The human enteric flora plays a significant role in intestinal health and disease. Certain enteric bacteria can inhibit the NF-kappaB pathway by blockade of IkappaB-alpha ubiquitination. IkappaB-alpha ubiquitination is catalyzed by the E3-SCF(betaTrCP) ubiquitin ligase, which is itself regulated via covalent modification of the cullin-1 subunit by the ubiquitin-like protein NEDD8. Neddylation is a biochemical event associated with diverse cellular processes related to cell signaling, however, physiological regulation of cullin neddylation has not been described in mammalian systems. We report that interaction of nonpathogenic bacteria with epithelial cells resulted in a rapid loss of neddylated Cul-1 and consequent repression of the NF-kappaB pathway. This observation may explain the ability of intestinal bacterial communities to influence diverse eukaryotic processes in general and inflammatory tolerance of the mammalian intestinal epithelia specifically.     
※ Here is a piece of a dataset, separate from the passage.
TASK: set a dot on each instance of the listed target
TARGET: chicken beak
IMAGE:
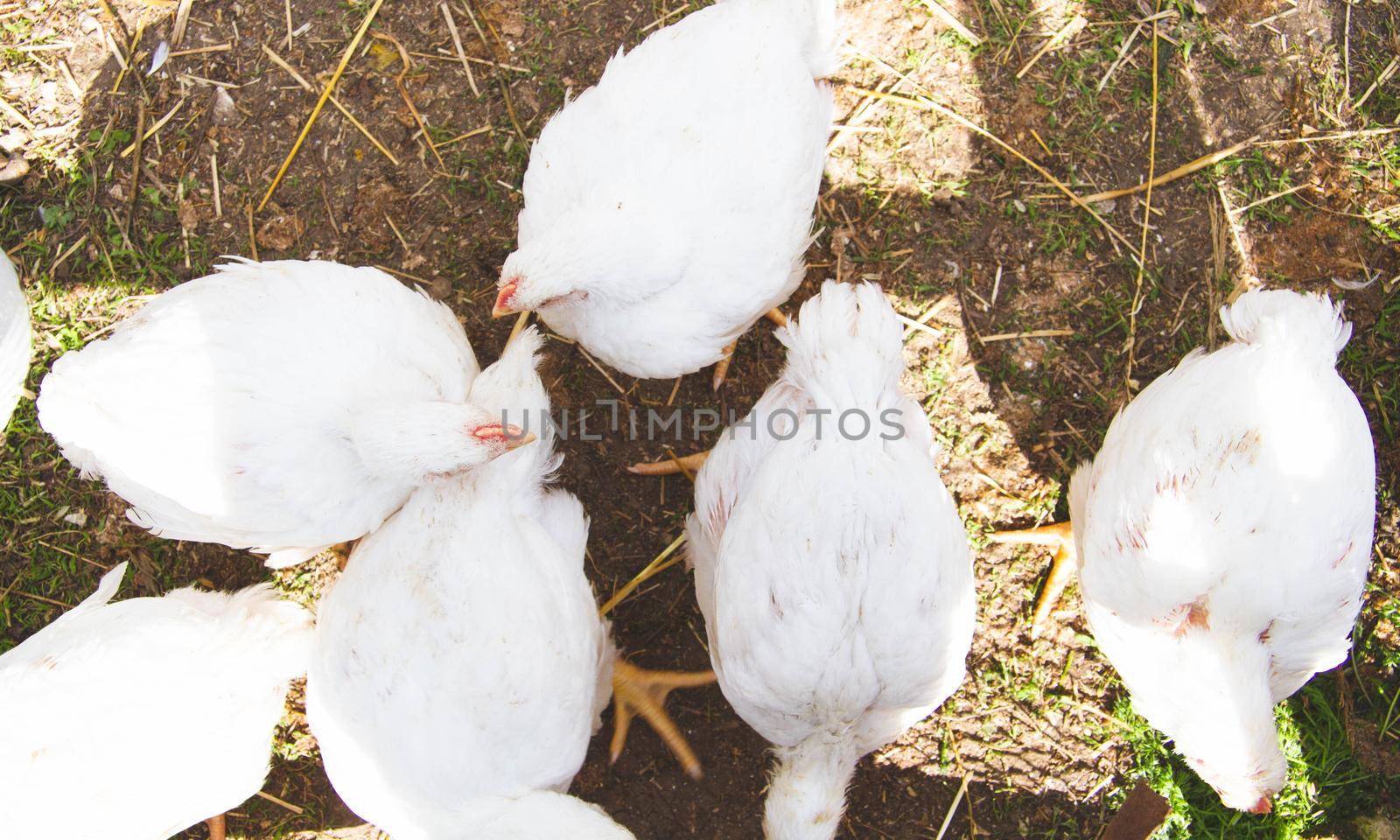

Flagellin/TLR5 responses in epithelia reveal intertwined activation of inflammatory and apoptotic pathways

Flagellin, the primary structural component of bacterial flagella, is recognized by Toll-like receptor 5 (TLR5) present on the basolateral surface of intestinal epithelial cells. Utilizing biochemical assays of proinflammatory signaling pathways and mRNA expression profiling, we found that purified flagellin could recapitulate the human epithelial cell proinflammatory responses activated by flagellated pathogenic bacteria. Flagellin-induced proinflammatory activation showed similar kinetics and gene specificity as that induced by the classical endogenous proinflammatory cytokine TNF-alpha, although both responses were more rapid than that elicited by viable flagellated bacteria. Flagellin, like TNF-alpha, activated a number of antiapoptotic mediators, and pretreatment of epithelial cells with this bacterial protein could protect cells from subsequent bacterially mediated apoptotic challenge. However, when NF-kappaB-mediated or phosphatidylinositol 3-kinase/Akt proinflammatory signaling was blocked, flagellin could induce programmed cell death. Consistently, we demonstrate that flagellin and viable flagellate Salmonella induces both the extrinsic and intrinsic caspase activation pathways, with the extrinsic pathway (caspase 8) activated by purified flagellin in a TLR5-dependant fashion. We conclude that interaction of flagellin with epithelial cells induces caspase activation in parallel with proinflammatory responses. Such intertwining of proinflammatory and apoptotic signaling mediated by bacterial products suggests roles for host programmed cell death in the pathogenesis of enteric infections.     

Microbial-induced immunomodulation by targeting the NF-κB system

Virtually all eukaryotes have developed defense mechanisms to efficiently counter potential threats from prokaryotic microorganisms; an example is the conserved nuclear factor-kappaB (NF-κB) signaling system. However, bacterial pathogens and commensals have in turn evolved highly effective counter mechanisms to modulate this immune regulatory circuit. Modifications in ubiquitin, ubiquitin-like (Ubl) proteins such as neural precursor cell expressed, developmentally down-regulated 8 (NEDD8) and other post-translational modifications (PTMs) in the NF-κB system represent attractive targets for microbial manipulation. In this review, we describe recent advances in understanding the different strategies that bacteria have evolved to interfere with PTMs in NF-κB signal transmission.